Competition for posts on the Security Council is fierce, because of the status attached to the position. There are 26 nations in the West European and Other Group, and, with the European Union tending to vote as a bloc, it is quite difficult for non-EU countries to win a seat. Currently, this group's representatives on the Security Council come from Italy and Belgium.

To win a seat would involve getting the support of countries which are not traditionally Australia's allies, including China, which in turn could secure votes from developing countries in Africa and Asia.

Mr Rudd's forthcoming visit to Beijing, as well as his recent speech to the Brookings Institution in Washington, strongly suggest that he is already seeking China's support.

In his 5,000-word Brookings address in Washington on "The Australia-US alliance and emerging challenges in the Asia-Pacific Region", it was extraordinary that Mr Rudd mentioned China about 50 times, while Japan was mentioned just 10 times.

There was just a hint of criticism of China over its flagrant breaches of human rights, with a reference to Tibet, but no mention of the crackdown on human rights activists, censorship of the Internet, and the arrests of lawyers, labour activists, Christians, Falun Gong practitioners and others.

The most that Mr Rudd said was that "human rights remain a real problem, as demonstrated by the recent violence in Tibet - problems that require dialogue and restraint".

This timid approach is consistent with statements made by the Foreign Minister, Stephen Smith, after a government official visited Llasa, capital of Tibet, following the violent suppression of protests, led by Buddhist monks, against Beijing's military occupation.

Mr Smith stated that the diplomats "received an assurance that monks who protested in the presence of international journalists a few days prior to the diplomat's arrival would not be punished". To accept and repeat such an assurance, after the brutality of the crackdown, defies belief.

For Australia, another issue with membership of the UN Security Council is that it would involve our country in votes which affect relations with our long-term allies.

In the past, when Australia was a member of the Security Council, it usually voted with the other Western nations, including the US and the UK, reinforcing perceptions of its pro-Western position, reflecting the American alliance and Australia's role in multilateral military operations alongside the US and the UK.

The question now is whether Mr Rudd wants Australia to be part of the Western alliance, or whether he wants Australia to chart a different course. Despite Mr Rudd's stated commitment to the American alliance, it is not clear that he wants such a partnership.

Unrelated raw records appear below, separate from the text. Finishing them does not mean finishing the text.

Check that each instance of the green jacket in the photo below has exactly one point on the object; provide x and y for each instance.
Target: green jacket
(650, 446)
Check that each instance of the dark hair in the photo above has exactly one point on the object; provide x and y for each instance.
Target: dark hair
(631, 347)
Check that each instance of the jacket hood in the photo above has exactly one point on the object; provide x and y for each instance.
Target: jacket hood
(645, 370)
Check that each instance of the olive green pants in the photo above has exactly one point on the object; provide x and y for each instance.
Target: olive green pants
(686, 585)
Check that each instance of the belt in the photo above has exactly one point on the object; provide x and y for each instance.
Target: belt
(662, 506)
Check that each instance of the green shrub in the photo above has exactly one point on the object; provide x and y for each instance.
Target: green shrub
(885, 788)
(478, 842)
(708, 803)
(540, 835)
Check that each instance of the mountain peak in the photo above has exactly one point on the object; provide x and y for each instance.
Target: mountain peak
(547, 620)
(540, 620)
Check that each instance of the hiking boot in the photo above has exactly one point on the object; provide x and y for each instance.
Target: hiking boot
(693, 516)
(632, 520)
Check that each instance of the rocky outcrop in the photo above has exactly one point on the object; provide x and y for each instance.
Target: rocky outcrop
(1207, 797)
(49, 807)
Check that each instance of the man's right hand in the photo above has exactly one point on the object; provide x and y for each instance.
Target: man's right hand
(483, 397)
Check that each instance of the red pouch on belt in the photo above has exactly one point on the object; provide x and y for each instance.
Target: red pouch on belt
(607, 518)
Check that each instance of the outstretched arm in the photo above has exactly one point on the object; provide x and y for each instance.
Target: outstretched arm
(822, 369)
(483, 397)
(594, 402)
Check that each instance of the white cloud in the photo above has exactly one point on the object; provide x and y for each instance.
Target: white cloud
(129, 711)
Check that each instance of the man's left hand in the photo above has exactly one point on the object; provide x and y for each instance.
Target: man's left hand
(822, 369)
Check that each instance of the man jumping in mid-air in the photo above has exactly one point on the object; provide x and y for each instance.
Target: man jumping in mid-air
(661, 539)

The Afro-Arab bloc in the United Nations has consistently used the Security Council to put forward resolutions which undermine the security of the state of Israel - resolutions which have been consistently vetoed by the US.

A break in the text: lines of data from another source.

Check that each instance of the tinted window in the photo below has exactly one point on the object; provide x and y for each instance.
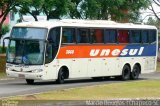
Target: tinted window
(97, 35)
(29, 33)
(68, 35)
(123, 36)
(152, 36)
(83, 36)
(54, 36)
(110, 36)
(145, 37)
(135, 36)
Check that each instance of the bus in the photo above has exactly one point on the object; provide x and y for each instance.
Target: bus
(69, 48)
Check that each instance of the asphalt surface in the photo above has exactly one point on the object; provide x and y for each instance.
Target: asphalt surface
(14, 87)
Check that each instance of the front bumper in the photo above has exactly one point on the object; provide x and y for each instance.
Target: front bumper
(25, 75)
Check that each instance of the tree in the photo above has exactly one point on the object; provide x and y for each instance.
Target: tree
(152, 21)
(32, 7)
(157, 4)
(117, 10)
(55, 9)
(5, 7)
(5, 29)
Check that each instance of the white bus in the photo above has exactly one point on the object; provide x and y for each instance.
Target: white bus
(64, 49)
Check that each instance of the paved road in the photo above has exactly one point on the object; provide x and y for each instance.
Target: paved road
(19, 86)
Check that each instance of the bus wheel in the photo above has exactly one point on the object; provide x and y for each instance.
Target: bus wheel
(61, 76)
(98, 78)
(30, 81)
(135, 73)
(126, 73)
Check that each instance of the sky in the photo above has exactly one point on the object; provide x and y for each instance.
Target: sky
(147, 12)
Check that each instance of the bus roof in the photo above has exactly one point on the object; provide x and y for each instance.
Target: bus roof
(83, 23)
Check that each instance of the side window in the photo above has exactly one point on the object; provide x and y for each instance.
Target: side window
(152, 36)
(68, 35)
(83, 36)
(110, 36)
(54, 36)
(52, 45)
(145, 37)
(96, 35)
(123, 36)
(135, 36)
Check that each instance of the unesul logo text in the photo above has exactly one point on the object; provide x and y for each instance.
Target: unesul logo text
(116, 52)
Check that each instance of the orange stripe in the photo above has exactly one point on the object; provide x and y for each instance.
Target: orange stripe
(83, 51)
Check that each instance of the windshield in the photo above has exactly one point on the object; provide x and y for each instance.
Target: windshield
(29, 33)
(26, 52)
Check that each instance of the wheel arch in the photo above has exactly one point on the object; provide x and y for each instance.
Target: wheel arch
(66, 70)
(139, 65)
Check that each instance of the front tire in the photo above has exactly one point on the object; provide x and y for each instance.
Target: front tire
(61, 76)
(126, 73)
(135, 73)
(30, 81)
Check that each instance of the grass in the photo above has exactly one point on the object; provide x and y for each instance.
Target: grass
(158, 67)
(2, 75)
(136, 89)
(2, 67)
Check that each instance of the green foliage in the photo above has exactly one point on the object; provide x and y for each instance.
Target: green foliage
(2, 50)
(5, 29)
(155, 22)
(105, 9)
(2, 65)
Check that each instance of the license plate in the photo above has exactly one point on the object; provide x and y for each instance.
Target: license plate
(21, 76)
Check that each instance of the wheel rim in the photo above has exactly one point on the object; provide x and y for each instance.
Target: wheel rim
(62, 76)
(135, 73)
(126, 74)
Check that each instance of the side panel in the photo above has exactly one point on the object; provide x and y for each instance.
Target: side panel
(105, 60)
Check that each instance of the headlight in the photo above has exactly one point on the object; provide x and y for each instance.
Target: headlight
(37, 70)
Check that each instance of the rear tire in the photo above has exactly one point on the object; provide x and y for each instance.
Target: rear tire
(126, 73)
(30, 81)
(61, 76)
(135, 73)
(98, 78)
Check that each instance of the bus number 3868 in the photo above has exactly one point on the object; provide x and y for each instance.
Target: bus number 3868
(69, 51)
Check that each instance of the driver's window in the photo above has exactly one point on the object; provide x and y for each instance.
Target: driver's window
(53, 44)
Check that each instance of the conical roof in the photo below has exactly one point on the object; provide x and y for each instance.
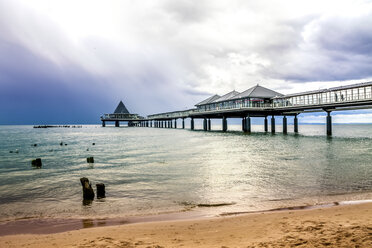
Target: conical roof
(259, 92)
(121, 109)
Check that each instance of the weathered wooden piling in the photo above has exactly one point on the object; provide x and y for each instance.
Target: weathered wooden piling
(101, 193)
(36, 163)
(88, 193)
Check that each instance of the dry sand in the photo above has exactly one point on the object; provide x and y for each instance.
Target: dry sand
(339, 226)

To vote with the majority would erode Australia's relations with the United States, which Mr Rudd described as being of "crucial importance" to Australia. To vote with the United States would confirm the widely held belief that Australia is Washington's closest ally in South-East Asia.

To win a seat on the UN Security Council will require ambiguity, political "deals" and compromise, when what is needed is courage and straight talking. It would be a tragedy if expediency triumphed over principle.

- Peter Westmore is national president of the National Civic Council.